0

I am making an application which involves reading text files (.txt) and one of the requirements is to keep a N (where N is specified by the user) number of longest lines in the file while maintaining the order in which they appear within the file.

So, for example if a file has 10 lines and N = 4, then the 4 longest lines in the file will be kept while all other lines will be removed.
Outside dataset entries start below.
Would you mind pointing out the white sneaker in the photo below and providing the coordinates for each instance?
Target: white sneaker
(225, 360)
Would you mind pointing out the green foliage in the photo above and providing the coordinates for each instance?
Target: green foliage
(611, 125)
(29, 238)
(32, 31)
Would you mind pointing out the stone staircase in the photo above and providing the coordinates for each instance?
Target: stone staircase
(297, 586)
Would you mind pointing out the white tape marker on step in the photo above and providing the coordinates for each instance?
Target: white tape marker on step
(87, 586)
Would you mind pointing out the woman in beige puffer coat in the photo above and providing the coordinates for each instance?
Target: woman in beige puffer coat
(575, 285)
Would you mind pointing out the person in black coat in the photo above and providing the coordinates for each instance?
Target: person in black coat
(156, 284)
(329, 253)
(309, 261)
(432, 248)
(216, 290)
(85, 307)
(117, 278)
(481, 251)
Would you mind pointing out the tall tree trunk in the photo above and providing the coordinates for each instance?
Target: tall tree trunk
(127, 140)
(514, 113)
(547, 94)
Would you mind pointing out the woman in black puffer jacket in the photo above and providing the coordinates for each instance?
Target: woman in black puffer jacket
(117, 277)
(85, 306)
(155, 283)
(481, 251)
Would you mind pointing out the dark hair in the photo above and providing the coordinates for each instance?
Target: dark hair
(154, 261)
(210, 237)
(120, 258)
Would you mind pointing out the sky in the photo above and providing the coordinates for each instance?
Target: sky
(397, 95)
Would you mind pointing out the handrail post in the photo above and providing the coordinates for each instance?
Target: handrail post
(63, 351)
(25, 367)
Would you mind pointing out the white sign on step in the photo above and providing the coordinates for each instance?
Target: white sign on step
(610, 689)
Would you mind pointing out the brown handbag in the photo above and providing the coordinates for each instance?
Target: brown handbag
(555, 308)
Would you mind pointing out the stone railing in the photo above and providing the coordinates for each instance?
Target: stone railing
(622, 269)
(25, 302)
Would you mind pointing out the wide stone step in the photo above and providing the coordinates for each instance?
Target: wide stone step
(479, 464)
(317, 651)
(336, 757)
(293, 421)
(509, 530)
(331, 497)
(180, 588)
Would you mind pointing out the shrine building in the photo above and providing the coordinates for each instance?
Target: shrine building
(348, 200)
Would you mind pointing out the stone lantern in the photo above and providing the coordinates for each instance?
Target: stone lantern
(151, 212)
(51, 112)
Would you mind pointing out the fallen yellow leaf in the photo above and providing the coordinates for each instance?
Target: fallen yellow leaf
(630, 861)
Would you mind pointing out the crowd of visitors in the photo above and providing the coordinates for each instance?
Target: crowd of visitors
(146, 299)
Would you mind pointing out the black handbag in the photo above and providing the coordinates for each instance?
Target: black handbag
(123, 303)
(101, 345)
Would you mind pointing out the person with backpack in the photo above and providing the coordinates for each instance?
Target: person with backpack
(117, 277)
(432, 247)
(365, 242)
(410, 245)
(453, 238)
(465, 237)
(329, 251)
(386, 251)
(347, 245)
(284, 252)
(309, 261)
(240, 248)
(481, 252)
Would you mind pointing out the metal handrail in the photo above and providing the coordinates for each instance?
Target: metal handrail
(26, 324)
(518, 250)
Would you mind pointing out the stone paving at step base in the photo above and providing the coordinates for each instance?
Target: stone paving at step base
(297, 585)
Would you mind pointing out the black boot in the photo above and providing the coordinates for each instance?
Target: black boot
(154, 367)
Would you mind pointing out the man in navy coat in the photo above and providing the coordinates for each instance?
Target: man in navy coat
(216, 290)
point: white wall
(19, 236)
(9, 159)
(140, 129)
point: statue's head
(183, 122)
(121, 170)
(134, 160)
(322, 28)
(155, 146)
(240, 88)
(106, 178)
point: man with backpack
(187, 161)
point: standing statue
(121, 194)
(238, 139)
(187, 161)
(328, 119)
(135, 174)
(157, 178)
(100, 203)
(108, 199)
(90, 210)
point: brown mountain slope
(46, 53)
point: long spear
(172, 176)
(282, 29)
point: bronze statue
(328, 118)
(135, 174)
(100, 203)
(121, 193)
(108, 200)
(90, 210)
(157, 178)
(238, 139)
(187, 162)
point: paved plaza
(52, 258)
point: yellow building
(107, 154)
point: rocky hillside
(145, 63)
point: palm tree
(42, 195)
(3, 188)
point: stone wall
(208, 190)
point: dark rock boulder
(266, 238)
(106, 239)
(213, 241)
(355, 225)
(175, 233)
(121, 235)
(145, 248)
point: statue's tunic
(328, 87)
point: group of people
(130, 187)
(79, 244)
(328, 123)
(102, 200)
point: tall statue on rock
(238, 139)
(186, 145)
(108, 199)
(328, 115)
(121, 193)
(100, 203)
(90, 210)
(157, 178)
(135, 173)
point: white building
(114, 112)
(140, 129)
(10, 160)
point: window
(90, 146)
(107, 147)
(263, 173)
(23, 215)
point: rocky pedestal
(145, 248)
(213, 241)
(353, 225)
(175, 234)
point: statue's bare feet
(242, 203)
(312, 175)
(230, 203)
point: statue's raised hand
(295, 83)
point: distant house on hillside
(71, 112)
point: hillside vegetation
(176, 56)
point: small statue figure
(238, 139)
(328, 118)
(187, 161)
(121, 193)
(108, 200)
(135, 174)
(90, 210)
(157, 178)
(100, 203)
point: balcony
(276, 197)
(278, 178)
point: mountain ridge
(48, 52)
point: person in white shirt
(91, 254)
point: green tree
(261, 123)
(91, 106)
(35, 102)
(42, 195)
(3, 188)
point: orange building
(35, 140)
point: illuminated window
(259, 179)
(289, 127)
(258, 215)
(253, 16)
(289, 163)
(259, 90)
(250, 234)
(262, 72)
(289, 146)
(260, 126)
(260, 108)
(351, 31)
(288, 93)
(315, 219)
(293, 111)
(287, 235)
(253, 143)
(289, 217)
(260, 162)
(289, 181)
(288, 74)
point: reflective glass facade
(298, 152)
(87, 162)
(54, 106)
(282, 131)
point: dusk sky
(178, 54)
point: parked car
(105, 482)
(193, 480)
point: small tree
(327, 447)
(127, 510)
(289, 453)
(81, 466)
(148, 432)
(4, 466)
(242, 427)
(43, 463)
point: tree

This is to be done while maintaining the order in which they appear within the file.

I'm using a LinkedHashMap to store the contents of the line as the Key and length of the line as the value.

LinkedHashMap<String, Integer> linesInFile = new LinkedHashMap<String, Integer>();
String line = "";
String newFileContent = "";
try {

       FileReader fileReader = new FileReader(file);
       BufferedReader br = new BufferedReader(fileReader);

       while ((line = br.readLine()) != null) {
           linesInFile.put(line, line.length());
       }
       br.close();

       List<Entry<String, Integer>> lineList = new ArrayList<Entry<String, Integer>>(linesInFile.entrySet());
       List<Entry<String, Integer>> lineOrder = new ArrayList<Entry<String, Integer>>(linesInFile.entrySet());
       Collections.sort(lineList, (e1, e2) -> (e2.getValue() - e1.getValue()));
       int i = 0;
       while (N > 0) {
            newFileContent += lineList.get(i).getKey() + System.lineSeparator();
            i++;
            N--;
       }
} catch (Exception e) {
            // do something
        }

The problem with the above is it doesn't preserve ordering of the lines in the file. How do I preserve the order in which the lines appear?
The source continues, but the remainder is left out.